The solid-state reactions occurring in the system PbO-TiO₂-ZrO₂ were investigated using constant heating rates up to 1000°C. DTA, dilatometric length changes, and XRD analysis were used for characterization. PbO and TiO₂ reacted exothermally to form the product PbTiO₃ with a large volume expansion between 450° and 600°C. Formation of PbZrO₃ from PbO and ZrO₂ occurred endothermally with a large volume expansion between 700° and 800°C. The expansion was due to reaction topology, differential molar volumes of products and reactants, and the pellet microstructure. In the formation of PZT from ternary powder mixtures, PT formed between 450° and 600°C, followed by PZT formation at >700°C with no measurable amounts of PbZrO₃ formed as determined by XRD analysis. The analysis of the mechanisms indicates that the overall kinetics of homogeneous PZT solid-solution formation are determined by either the ionic transport within the perovskite lattice or the phase-boundary reactions leading to perovskite formation and not by the diffusion of Ti across PbO, which is relatively rapid.     

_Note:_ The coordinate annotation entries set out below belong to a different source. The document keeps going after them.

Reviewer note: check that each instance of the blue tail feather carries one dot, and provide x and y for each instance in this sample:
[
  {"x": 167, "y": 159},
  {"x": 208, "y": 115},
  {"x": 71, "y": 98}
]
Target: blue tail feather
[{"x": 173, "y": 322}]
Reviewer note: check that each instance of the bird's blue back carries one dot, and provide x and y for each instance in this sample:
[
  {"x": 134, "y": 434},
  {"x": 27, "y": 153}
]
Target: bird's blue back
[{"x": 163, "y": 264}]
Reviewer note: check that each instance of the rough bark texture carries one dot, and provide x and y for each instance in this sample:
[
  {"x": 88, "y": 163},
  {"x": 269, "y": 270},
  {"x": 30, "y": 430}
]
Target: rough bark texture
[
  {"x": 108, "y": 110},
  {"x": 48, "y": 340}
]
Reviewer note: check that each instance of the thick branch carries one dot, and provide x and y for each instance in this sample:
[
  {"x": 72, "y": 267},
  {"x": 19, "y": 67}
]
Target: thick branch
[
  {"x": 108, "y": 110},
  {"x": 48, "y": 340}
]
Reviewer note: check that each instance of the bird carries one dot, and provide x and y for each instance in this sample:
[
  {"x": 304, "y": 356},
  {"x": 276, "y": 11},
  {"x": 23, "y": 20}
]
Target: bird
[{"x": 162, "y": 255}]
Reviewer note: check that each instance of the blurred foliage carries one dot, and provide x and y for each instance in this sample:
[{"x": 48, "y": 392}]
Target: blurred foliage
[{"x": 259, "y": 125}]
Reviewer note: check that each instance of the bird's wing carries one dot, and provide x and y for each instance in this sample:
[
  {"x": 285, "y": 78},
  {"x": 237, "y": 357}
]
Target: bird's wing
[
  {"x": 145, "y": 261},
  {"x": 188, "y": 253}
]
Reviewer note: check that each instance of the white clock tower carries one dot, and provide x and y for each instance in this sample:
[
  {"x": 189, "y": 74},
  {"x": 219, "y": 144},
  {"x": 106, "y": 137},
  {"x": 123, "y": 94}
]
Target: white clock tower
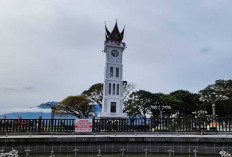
[{"x": 112, "y": 106}]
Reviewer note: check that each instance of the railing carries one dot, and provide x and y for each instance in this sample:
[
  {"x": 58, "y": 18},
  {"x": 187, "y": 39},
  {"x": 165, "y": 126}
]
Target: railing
[
  {"x": 163, "y": 125},
  {"x": 36, "y": 125},
  {"x": 218, "y": 124}
]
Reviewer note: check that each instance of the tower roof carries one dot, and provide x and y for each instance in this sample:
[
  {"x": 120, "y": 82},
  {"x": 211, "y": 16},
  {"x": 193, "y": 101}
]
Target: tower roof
[{"x": 115, "y": 35}]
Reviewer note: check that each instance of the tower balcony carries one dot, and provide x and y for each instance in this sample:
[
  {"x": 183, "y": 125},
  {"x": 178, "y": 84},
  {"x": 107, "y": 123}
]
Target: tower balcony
[{"x": 114, "y": 43}]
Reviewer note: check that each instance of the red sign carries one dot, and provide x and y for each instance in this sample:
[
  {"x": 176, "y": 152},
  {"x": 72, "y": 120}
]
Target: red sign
[{"x": 83, "y": 125}]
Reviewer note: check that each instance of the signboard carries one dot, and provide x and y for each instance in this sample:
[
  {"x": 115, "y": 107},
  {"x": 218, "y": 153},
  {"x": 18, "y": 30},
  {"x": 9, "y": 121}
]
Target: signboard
[{"x": 83, "y": 125}]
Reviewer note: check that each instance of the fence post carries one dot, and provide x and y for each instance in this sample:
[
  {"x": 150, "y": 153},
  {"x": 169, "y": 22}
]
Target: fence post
[
  {"x": 39, "y": 124},
  {"x": 93, "y": 123}
]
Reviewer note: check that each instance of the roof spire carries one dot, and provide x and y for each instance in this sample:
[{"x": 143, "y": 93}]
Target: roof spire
[{"x": 115, "y": 35}]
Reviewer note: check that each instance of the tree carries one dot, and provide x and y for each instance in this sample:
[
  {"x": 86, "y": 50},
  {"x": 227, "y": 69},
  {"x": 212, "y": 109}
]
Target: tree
[
  {"x": 95, "y": 93},
  {"x": 138, "y": 103},
  {"x": 51, "y": 105},
  {"x": 163, "y": 105},
  {"x": 77, "y": 106},
  {"x": 189, "y": 102},
  {"x": 127, "y": 89}
]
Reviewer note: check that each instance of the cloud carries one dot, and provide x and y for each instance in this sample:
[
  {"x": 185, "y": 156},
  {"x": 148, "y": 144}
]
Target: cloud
[
  {"x": 19, "y": 109},
  {"x": 28, "y": 88},
  {"x": 205, "y": 50},
  {"x": 8, "y": 89}
]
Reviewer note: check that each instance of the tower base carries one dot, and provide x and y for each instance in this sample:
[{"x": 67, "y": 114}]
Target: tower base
[{"x": 112, "y": 115}]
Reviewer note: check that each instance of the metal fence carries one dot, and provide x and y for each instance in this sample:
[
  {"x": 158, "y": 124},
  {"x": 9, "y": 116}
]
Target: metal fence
[
  {"x": 219, "y": 124},
  {"x": 163, "y": 125},
  {"x": 36, "y": 125}
]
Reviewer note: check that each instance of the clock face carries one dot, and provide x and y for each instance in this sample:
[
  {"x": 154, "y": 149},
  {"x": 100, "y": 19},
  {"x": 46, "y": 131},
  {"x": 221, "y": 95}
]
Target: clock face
[{"x": 114, "y": 53}]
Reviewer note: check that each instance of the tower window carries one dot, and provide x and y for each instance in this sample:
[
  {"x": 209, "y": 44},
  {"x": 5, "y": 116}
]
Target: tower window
[
  {"x": 117, "y": 89},
  {"x": 111, "y": 71},
  {"x": 117, "y": 72},
  {"x": 113, "y": 89},
  {"x": 109, "y": 88},
  {"x": 113, "y": 107}
]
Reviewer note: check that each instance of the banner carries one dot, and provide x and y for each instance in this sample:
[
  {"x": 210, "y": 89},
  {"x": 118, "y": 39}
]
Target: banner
[{"x": 83, "y": 125}]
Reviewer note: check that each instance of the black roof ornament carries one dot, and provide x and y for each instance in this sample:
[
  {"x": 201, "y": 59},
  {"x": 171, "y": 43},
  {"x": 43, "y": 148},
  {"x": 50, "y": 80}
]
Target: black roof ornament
[{"x": 115, "y": 35}]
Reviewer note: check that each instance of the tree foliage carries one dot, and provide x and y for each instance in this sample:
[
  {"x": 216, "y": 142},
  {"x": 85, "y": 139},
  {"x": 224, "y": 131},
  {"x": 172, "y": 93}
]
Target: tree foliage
[
  {"x": 138, "y": 103},
  {"x": 165, "y": 103},
  {"x": 77, "y": 106}
]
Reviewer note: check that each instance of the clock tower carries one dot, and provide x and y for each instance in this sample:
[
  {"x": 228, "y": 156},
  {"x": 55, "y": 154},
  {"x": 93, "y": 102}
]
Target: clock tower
[{"x": 112, "y": 106}]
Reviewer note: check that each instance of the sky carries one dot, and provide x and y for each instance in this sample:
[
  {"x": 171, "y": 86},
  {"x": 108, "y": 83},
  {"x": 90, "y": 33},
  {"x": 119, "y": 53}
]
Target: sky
[{"x": 52, "y": 49}]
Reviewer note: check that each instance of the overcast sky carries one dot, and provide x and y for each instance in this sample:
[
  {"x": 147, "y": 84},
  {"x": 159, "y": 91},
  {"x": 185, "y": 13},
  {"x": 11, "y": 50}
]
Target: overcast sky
[{"x": 52, "y": 49}]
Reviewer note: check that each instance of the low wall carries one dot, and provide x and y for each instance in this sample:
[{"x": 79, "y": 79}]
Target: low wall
[{"x": 133, "y": 143}]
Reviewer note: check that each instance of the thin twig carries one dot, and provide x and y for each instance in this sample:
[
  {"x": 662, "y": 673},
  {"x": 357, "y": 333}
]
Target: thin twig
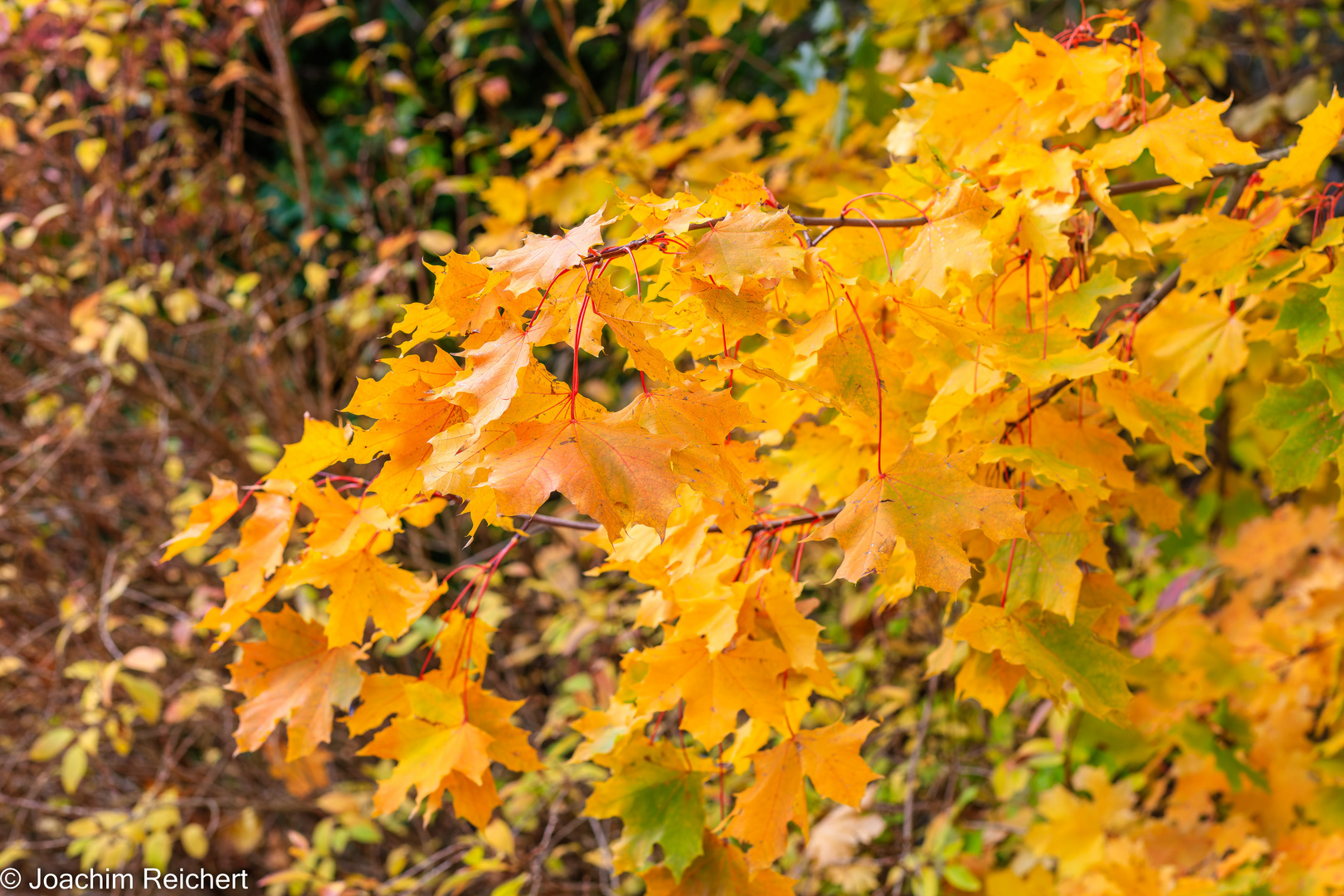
[
  {"x": 50, "y": 461},
  {"x": 908, "y": 821}
]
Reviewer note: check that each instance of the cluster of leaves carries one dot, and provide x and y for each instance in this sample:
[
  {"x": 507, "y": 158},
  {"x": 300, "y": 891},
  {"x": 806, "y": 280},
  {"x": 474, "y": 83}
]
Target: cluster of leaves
[
  {"x": 216, "y": 238},
  {"x": 941, "y": 381}
]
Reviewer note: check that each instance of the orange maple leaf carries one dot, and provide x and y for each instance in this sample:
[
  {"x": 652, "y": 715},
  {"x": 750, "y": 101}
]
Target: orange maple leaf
[
  {"x": 363, "y": 585},
  {"x": 926, "y": 503},
  {"x": 616, "y": 475},
  {"x": 747, "y": 243},
  {"x": 258, "y": 553},
  {"x": 830, "y": 757},
  {"x": 542, "y": 258},
  {"x": 292, "y": 677},
  {"x": 719, "y": 871},
  {"x": 206, "y": 516}
]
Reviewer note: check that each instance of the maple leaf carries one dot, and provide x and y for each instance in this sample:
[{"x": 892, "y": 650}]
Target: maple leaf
[
  {"x": 342, "y": 523},
  {"x": 762, "y": 811},
  {"x": 721, "y": 871},
  {"x": 830, "y": 757},
  {"x": 457, "y": 301},
  {"x": 659, "y": 794},
  {"x": 739, "y": 312},
  {"x": 747, "y": 243},
  {"x": 205, "y": 519},
  {"x": 797, "y": 635},
  {"x": 951, "y": 241},
  {"x": 1195, "y": 340},
  {"x": 1185, "y": 144},
  {"x": 296, "y": 679},
  {"x": 632, "y": 327},
  {"x": 1071, "y": 84},
  {"x": 1051, "y": 650},
  {"x": 472, "y": 801},
  {"x": 496, "y": 353},
  {"x": 988, "y": 680},
  {"x": 717, "y": 685},
  {"x": 509, "y": 743},
  {"x": 1124, "y": 222},
  {"x": 1315, "y": 431},
  {"x": 1142, "y": 409},
  {"x": 1322, "y": 130},
  {"x": 426, "y": 752},
  {"x": 363, "y": 585},
  {"x": 542, "y": 258},
  {"x": 321, "y": 445},
  {"x": 616, "y": 475},
  {"x": 258, "y": 553},
  {"x": 696, "y": 416},
  {"x": 409, "y": 418},
  {"x": 977, "y": 121},
  {"x": 925, "y": 503},
  {"x": 1046, "y": 568}
]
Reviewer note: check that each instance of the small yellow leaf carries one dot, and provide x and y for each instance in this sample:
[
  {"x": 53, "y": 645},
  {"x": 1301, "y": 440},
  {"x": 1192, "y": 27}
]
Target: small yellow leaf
[{"x": 89, "y": 152}]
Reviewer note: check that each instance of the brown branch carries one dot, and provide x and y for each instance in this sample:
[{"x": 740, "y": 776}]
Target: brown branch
[
  {"x": 272, "y": 35},
  {"x": 1163, "y": 289}
]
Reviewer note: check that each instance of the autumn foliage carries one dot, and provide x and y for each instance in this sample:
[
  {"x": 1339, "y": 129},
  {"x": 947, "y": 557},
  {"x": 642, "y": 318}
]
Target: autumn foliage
[{"x": 997, "y": 370}]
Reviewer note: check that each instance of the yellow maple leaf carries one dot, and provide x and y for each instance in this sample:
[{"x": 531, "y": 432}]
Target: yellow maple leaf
[
  {"x": 296, "y": 679},
  {"x": 205, "y": 519},
  {"x": 1185, "y": 144}
]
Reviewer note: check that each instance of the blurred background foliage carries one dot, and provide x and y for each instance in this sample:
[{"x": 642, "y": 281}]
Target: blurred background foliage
[{"x": 210, "y": 212}]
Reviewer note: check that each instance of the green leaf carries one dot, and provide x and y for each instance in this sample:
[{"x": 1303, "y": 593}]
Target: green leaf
[
  {"x": 51, "y": 743},
  {"x": 1079, "y": 306},
  {"x": 73, "y": 767},
  {"x": 1054, "y": 652},
  {"x": 1315, "y": 433},
  {"x": 1305, "y": 314},
  {"x": 195, "y": 841},
  {"x": 962, "y": 878},
  {"x": 1331, "y": 373},
  {"x": 659, "y": 794}
]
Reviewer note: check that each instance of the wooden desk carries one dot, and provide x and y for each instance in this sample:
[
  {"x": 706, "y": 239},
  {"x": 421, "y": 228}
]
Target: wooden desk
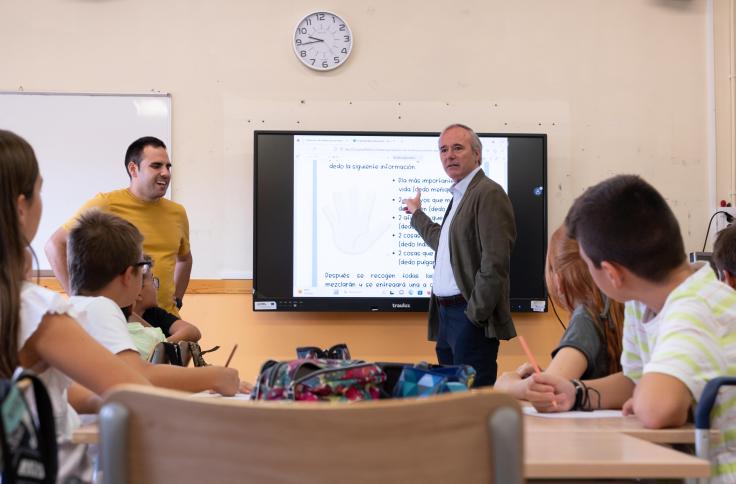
[
  {"x": 626, "y": 425},
  {"x": 551, "y": 453},
  {"x": 578, "y": 455}
]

Microwave Effects in Lead Zirconium Titanate Synthesis: Enhanced Kinetics and Changed Mechanisms

A novel, simple, and fast solid-state procedure has been demonstrated for the synthesis of Pb(Zr,Ti)O₃ (PZT), using microwave radiation. The process consists of starting with the respective oxides mixed in the required proportions and exposing the charge to the microwaves. By making one or more of the constituent oxides slightly nonstoichiometric, enormous enhancement in reaction rates has been achieved, and single-phase PZT can be synthesized at temperatures as low as 600°C. Moreover, it has been shown that the combined use of nonstoichiometric precursors and microwave irradiation leads to different reaction pathways for the formation of PZT. Further, the microwave method diminishes PbO loss.